Envoyer 200 box, facile ?

200 box Ozetik sont parties ces derniers jours. 200 colis préparés par mes petites mains ! J’ai pris énormément de plaisir à les confectionner et voir mon projet se concrétiser de la sorte. J’ai pris aussi beaucoup de temps pour réaliser une boite qui me plaise, et qui j’espère vous donnera tout autant satisfaction !

Etape 1 : Tamponner 21 fois chaque box

Comment faire des box jolies, sans utiliser trop d’encre polluante, avec un seul carton  ?  Voilà la première question sur laquelle nous avons planchée avec la graphiste !
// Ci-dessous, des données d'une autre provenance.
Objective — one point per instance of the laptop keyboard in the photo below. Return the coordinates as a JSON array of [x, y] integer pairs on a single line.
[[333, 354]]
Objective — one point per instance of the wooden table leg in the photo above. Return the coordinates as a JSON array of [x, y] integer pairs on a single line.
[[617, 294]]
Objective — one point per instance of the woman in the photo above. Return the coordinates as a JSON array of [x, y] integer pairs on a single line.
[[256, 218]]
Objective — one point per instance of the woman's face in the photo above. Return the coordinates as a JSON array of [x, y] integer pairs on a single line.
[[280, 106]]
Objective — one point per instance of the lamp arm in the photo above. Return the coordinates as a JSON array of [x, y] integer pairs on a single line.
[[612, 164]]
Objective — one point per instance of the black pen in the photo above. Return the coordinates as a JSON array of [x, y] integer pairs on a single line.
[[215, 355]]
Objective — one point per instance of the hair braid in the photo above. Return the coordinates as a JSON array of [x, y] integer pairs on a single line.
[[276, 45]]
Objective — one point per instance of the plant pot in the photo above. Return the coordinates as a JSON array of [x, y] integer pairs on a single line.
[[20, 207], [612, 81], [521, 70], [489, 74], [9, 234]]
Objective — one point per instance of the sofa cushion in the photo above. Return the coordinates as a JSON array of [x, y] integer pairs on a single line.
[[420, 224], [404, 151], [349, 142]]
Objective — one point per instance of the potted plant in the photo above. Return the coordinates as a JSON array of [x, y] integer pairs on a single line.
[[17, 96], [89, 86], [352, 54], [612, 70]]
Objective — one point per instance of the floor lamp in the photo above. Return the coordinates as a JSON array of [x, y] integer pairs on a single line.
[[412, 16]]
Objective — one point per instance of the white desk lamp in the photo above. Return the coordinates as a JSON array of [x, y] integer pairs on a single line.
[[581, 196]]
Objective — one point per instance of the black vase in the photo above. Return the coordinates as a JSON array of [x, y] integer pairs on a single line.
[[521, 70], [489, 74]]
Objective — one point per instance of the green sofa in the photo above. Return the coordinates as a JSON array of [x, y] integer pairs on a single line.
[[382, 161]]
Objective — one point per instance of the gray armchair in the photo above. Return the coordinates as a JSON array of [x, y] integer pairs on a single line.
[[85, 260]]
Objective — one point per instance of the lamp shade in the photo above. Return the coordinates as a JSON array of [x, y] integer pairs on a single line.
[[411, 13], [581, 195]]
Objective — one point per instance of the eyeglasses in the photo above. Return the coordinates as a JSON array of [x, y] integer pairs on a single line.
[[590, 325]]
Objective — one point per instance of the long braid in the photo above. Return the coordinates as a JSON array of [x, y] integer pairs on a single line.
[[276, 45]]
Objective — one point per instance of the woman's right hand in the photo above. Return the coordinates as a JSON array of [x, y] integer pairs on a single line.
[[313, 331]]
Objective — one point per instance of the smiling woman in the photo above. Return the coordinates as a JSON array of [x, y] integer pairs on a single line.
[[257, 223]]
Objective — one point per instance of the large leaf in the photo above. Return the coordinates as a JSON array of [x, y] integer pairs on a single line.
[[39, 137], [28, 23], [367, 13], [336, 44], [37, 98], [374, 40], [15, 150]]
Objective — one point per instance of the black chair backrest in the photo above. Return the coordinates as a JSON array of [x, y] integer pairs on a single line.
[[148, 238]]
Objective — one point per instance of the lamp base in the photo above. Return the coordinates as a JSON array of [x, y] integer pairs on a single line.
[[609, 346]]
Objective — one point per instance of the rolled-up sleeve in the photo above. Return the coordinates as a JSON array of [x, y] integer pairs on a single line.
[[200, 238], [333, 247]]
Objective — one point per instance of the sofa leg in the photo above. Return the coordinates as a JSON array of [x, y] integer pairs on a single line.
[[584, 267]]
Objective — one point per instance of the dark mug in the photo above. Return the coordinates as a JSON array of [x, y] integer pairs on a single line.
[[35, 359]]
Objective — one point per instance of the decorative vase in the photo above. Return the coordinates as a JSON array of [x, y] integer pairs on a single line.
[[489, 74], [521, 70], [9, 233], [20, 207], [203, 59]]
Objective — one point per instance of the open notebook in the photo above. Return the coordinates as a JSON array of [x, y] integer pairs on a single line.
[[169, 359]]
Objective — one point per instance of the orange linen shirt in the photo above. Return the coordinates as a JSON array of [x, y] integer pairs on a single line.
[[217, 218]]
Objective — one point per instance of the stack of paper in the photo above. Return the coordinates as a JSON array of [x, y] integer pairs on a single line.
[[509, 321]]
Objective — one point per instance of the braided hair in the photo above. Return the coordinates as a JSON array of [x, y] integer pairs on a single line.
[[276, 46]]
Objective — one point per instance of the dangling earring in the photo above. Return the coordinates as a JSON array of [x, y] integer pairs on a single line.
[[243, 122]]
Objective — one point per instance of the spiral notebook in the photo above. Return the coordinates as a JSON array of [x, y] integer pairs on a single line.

Au contraire de la plupart des box existantes qui ont un carton extérieur pour l’envoi et une boite travaillée à l’intérieur pour présenter les produits, nous ne voulions utiliser qu’un seul et unique carton, histoire de limiter le suremballage, sans trop utiliser d’encre. Mais nous voulions tout de même que ce carton soit personnalisé et agréable à recevoir !

La solution trouvée : 9 tampons personnalisés en bois. J’ai tamponnée 21 fois chaque box. Un total de 4200 coups de tampons, qui m’a valu une ampoule à la main à la fin des 3 jours de confection !!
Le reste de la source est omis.